Avoir été aveugle et s'en apercevoir trop tard. Pire : avoir été aveugle, et poursuivre dans sa désinvolture entêtée jusqu'à ce qu'il soit véritablement trop tard. Car changer, ce serait admettre ses torts, reconnaître que l'on a failli à sa tache, et cela est impensable. Comment un père peut-il échouer, du moment qu'il aime ? Même si de ses enfants, il ne voit que ce qu'il projette. Même s'il ignore tout de leur identité réelle, incapable dans son esprit de leur consentir des pensées et des actes qu'il n'a pas envisagés pour elles. Il s'arrête à l'illusion de leur rôle de filles, sans suspecter leur individualité. Orgueil de l'orfèvre qui nie à ses créations toute indépendance, persuadé qu'en se rendant maître des paramètres, il se rendait maître des êtres. Visage ébahi du parent qui ne comprend pas avoir pu enfanter créature si différente de lui, et qui le vit comme une profonde injustice avant de songer à se remettre en question.


Aimer n'est pas suffisant. L'amour n'est pas tout, car on peut mal aimer. L'amour n'absous rien, car il n'est pas vierge de péchés. L'amour peut être paresseux et égoïste, une posture dans laquelle on se prélasse sans ouvrir les yeux ; et l'amour sans compréhension manque toujours sa cible. Les meilleures intentions ne se cristallisent pas d'elles-mêmes en actes. Et quand il ne reste plus que les actes, alors c'est qu'il est déjà trop tard : on ne fait que colmater l'abîme qu'on a creusé. Volonté aussi frénétique que désespérée de racheter des années d'inconscience en quelques mois de repentance. L'obsession n'est guère qu'une façon d'avouer son impuissance et ses échecs. D'admettre ses fautes passées dans une tentative maladive de rattraper le temps perdu et l'affection gâchée. Mais l'affection, aussi bien que le temps, ne se rattrapent pas. L'amour n'est jamais qu'une opportunité manquée. Love can't be repaired.


Chapitre 5 : Himiko 火見子


Je suis née à 17 ans, ce matin où, pour la première fois, je me suis réveillée seule et que le monde soudain m'appartenait. Pour la première fois, mes errances et actions n'étaient pas subordonnées à celles d'une autorité viciée et malvenue. Pour la première fois j'existais, non : pour la première fois le monde existait. Vaste, lumineux, savoureux. Et moi qui depuis si longtemps déjà m'était assujettie aux sortilèges de la narratrice, j'avais enfin moyen de leur donner corps et de poursuivre, haletante, le roman de ma vie. Arracher, froisser, jeter au feu ce prélude méprisable et, forte de ma propre encre, commencer un nouveau chapitre.
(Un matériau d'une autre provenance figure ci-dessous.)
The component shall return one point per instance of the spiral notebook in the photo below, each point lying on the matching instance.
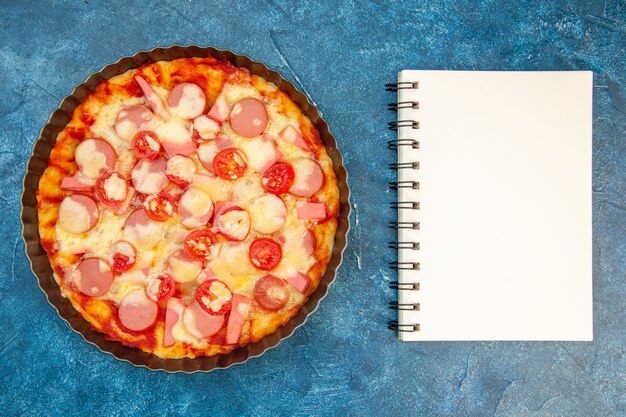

La liberté conquise, pourtant, n'est qu'un début. Une fois que les ailes m'ont poussé, je brûlais de m'en servir. Toujours, je regardais vers le ciel, vers ceux qui allaient plus loin, montaient plus haut. Comment se contenter, jamais, d'être qui l'on est ? La distance au point de départ est sans importance, ce qui compte est qu'il y a encore quelqu'un à doubler. Alors, obstinément, résolument, avancer. Culminer toujours plus haut. Admire. Admire ce que je suis devenue, et que tu ne peux comprendre. Prends la mesure de qui je suis, maintenant que mon indépendance ruisselle sur ton visage, et que tu ne peux plus rien y faire. Admire, et regrette.


Toujours, tu as eu cette crainte, que je ne me trouve une famille d'adoption, pas vrai ? La jalousie démente dans tes yeux, alors que j'apprenais ailleurs la chaleur d'un foyer. Même si je ne fais guère que jouer la belle-fille idéale, ce rôle me procure infiniment plus de joie que ta réalité. Que tes cendres. Je ne te dois rien. Le fait que tu m'aies précipitée dans ce monde, de ton seul chef, que tu m'aies offert en sacrifice à la souffrance, pourquoi devrais-je t'en être reconnaissante ? Et qu'as-tu fait pour moi à part ça ? Crois-tu que l'amour filial est un dû qu'il suffit de récolter ? Qu'il suffit d'écarter les jambes, pousser, et que quoi qu'il advienne ensuite, je t'aimerais ?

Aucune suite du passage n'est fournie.